Speaking out a 3-pointer for athletes

The morning after the story broke, my journalism class was given an impromptu assignment: Interview five people in the room about their thoughts on the Gophers men’s basketball academic scandal. I don’t know about the rest of the people in the class, but all five people to whom I talked kicked off the interview with virtually the same statement: “I wasn’t surprised.” One even said, “It’s about time they got ’em! I knew it all along.”
If stereotypes about athletes being dumb lingered in the back of everyone’s mind before, they’re grounded in our frontal lobes now.
In a St. Paul Pioneer Press interview, former player David Grim said the scandal has opened the floodgates for so many glib comments about athletes that he can barely stomach it. Literally.

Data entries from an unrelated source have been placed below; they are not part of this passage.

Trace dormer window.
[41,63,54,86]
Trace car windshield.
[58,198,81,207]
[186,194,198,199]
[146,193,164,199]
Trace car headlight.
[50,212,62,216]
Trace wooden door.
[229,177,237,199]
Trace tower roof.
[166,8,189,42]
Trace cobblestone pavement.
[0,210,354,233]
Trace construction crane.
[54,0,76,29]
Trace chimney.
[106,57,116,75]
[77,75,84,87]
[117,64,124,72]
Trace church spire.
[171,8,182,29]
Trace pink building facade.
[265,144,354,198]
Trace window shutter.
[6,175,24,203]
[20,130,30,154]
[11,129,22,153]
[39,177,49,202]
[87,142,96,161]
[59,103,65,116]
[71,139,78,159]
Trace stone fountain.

Since the story broke, countless “jokesters” have asked him if anyone wrote papers for him when he was at the University. “It really hasn’t gone away,” he said. “I’m so sick of it I’m ready to vomit.”

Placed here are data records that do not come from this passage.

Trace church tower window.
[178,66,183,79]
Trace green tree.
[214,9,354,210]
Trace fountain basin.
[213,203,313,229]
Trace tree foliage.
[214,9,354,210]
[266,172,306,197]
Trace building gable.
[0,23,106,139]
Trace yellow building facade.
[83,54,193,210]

Luckily for him, he never received the fax that has been sent around, titled “College Entrance Exam for Gopher Athletes.” The spoof fax includes questions like: “Can you explain Einstein’s Theory of Relativity? a) yes or b) no.”

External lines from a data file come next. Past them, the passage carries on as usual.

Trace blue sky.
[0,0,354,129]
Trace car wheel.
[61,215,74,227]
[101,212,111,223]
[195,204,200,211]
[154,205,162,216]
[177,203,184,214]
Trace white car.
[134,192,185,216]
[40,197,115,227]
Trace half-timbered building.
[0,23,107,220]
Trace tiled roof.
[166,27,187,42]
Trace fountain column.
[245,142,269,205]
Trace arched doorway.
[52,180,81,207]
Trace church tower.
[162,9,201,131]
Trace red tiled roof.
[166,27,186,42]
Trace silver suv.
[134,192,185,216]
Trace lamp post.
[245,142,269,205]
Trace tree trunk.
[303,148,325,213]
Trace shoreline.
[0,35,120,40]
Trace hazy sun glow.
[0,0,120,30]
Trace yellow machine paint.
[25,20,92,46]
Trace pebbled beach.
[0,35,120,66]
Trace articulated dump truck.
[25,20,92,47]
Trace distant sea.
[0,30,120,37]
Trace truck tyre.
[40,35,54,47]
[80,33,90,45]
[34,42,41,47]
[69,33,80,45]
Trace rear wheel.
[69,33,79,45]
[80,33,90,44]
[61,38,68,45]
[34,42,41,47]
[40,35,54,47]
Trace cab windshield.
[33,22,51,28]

Pioneer Press columnist Glenda Holste expects most players would choose option ‘b.’ She finds it strange that we expect athletes who have been “allowed to skip classes for years” to perform well academically, deeming the scandal as “not surprising.”
In light of all this public humiliation, one would expect the players would want to plead their case. In fact, players like Kevin Nathaniel did. When I called him up, he expressed his desire to be interviewed, but there was just one obstacle — I had to call the athletic department and get permission to interview Nathaniel.
The department transferred me to Assistant Coach Charlie Cunningham, who proved to be an impenetrable gatekeeper.
“We want to keep the players out of the public eye for a while,” he said, informing me I could call back in a month or so.
I called Nathaniel back.
“Did you get it cleared up?” he asked, apparently ready to say his piece. I told him he could talk off the record, but I had not received official clearance. He agreed to do so, but said he had to “find something” first and would then call me back. I suppose the thing he had to find was Coach Cunningham’s phone number, because I never heard from him again.
Frustrated, I called another player, Ryan Keating. Once again, he said he was willing to talk, provided the department approved first. Rats!
I decided to give myself three strikes, calling Quincy Lewis, alas, to no avail. “Clem will tell you everything you need to know,” he said.
Players might feel insulted by things like the jokes Grim has heard, the “College Entrance Exam” and Holste’s column, but the department’s muzzling of their perspective is the biggest insult of all.
The department’s lack of faith in the players’ ability to speak without cramming their size thirteens down their own throats was evident long before the scandal. A Daily sports editor once told me that interviewing most players is a painful experience because public relations experts have conditioned them to parrot a handful of phrases in response to an infinite range of questions.
“What went through your mind a split-second before the first jump ball of the season?”
“I just want to give 110 percent.”
Of course, that would probably be better than, say, “nothing.” But then again, if “nothing” is true, then “nothing” should do.
The point is, the athletic department is guilty of not only pampering a group of fully grown, potty-trained men, but also of reinforcing negative stereotypes about them in the process.
Jan Gangelhoff, for instance, explains away the writing of more than 400 papers for these players by saying she “just wanted to help the kids.” Then, as if calling this group of fully grown, potty-trained men kids were not bad enough, she admitted she would never want her own kids to pursue that option if they were put in the same situation.
Sound like a double standard? Not if you think the players cannot take care of themselves.
I have a feeling guys like Kevin Nathaniel can take care of themselves. To assume they cannot and then silence them with social pressure is to give the mob that had assumed the worst of our athletes even before the scandal exactly what they want to hear from the players: nothing. Hearing the players’ side of the story would only detract from the smugness everyone feels.
Players should know by now that the administration has little to offer them in the way of good public relations. After all, wasn’t it their coaches who said, “Don’t worry about school; we’ll take care of it,” in the first place? But they didn’t take care of it, and there is little reason to believe they will.
The only thing about which the athletic department seems to be concerned is its own well-being. Its ban on players’ speech is for self-preservation, not to protect the players.
Athletes can only break out of the negative stereotype that has been reinforced during the scandal by standing on their own two feet. They must do what everyone, including their own coaches, assumes they cannot: fight the power and speak up.